Only 17 percent of security professionals are confident in US government’s cybersecurity posture, says Tripwire survey
Tripwire, Inc., based in Portland, OR, announced on March 6 the results of a survey of more than 200 security professionals attending RSA Conference 2017. Conducted at Tripwire’s booth, the survey gauged respondents’ concerns for their own organizations and found there are rising concerns for cybersecurity in general.
When asked if they were confident in the U.S. government’s ability to protect itself from cyber-attacks in 2017, only 17 percent of respondents said ‘yes.’ In addition, 80 percent of respondents said they were more concerned about cybersecurity this year than in 2016.
Cybersecurity issues plagued the US presidential elections at the end of last year, with reports on the DNC being hacked and various government officials raising concerns about their own cybersecurity practices. Nation-state hacking has also risen to the top of the agenda, with a call for a ‘Digital Geneva Convention’ to tackle the problem.

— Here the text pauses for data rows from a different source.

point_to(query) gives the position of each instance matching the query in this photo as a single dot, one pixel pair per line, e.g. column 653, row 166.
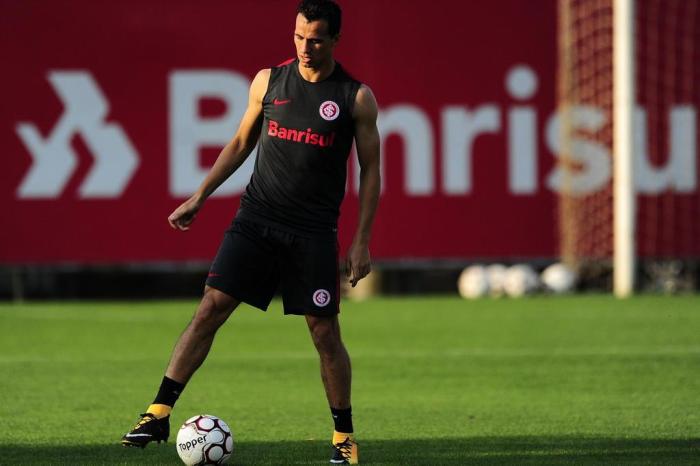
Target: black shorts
column 255, row 260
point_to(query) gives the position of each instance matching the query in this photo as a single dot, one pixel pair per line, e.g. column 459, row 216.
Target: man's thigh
column 309, row 276
column 246, row 266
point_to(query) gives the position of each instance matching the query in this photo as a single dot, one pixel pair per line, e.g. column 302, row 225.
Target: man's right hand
column 183, row 216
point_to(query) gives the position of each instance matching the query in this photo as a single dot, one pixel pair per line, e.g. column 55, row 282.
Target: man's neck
column 317, row 74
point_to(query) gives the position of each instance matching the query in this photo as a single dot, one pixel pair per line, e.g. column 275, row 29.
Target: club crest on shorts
column 329, row 110
column 322, row 298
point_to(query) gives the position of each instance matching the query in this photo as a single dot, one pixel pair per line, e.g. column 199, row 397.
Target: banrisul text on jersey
column 307, row 132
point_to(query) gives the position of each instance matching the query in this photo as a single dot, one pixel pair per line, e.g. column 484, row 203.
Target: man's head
column 316, row 31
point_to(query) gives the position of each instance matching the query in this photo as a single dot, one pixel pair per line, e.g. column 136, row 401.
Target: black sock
column 343, row 420
column 169, row 392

“People and organizations alike look to the government to set an example and lead the way on all sorts of issues, including cybersecurity. What the results of this survey show is that seasoned cybersecurity professionals are not confident in the government’s current cybersecurity strategy, and these worries can trickle down to the list of concerns for an enterprise,” said David Meltzer, chief technology officer at Tripwire. “While organizations look for their fears to be resolved over the next year, they will also need to increasingly work with security vendors to be reassured that they are taking the right security approach.”
Revealing their top concerns for their own organizations, 60 percent of respondents said they were confident in their own organizations’ abilities to enforce foundational security controls. When asked “what would you be most concerned about if your organization lacked a robust security program,” they said intellectual property theft (59 percent), followed by brand reputation (54 percent) and financial loss (53 percent). Nearly half (48 percent) of respondents said the lack of skilled people would most likely be the cause of security failures at their organizations, followed by inadequate processes (30 percent).
Meltzer continued: “With high profile data breaches hitting companies’ bottom lines, it’s no surprise that financial loss is high up on the list of security professionals’ concerns. It’s encouraging to see that people recognize that bad security affects a company’s brand reputation, as it means people care more about their security,” Meltzer added. “However, the looming skills shortage that’s already been identified as a pain point is worrisome. Companies need to look for technology that can increase automation in security and reduce the manual effort required of their employees.”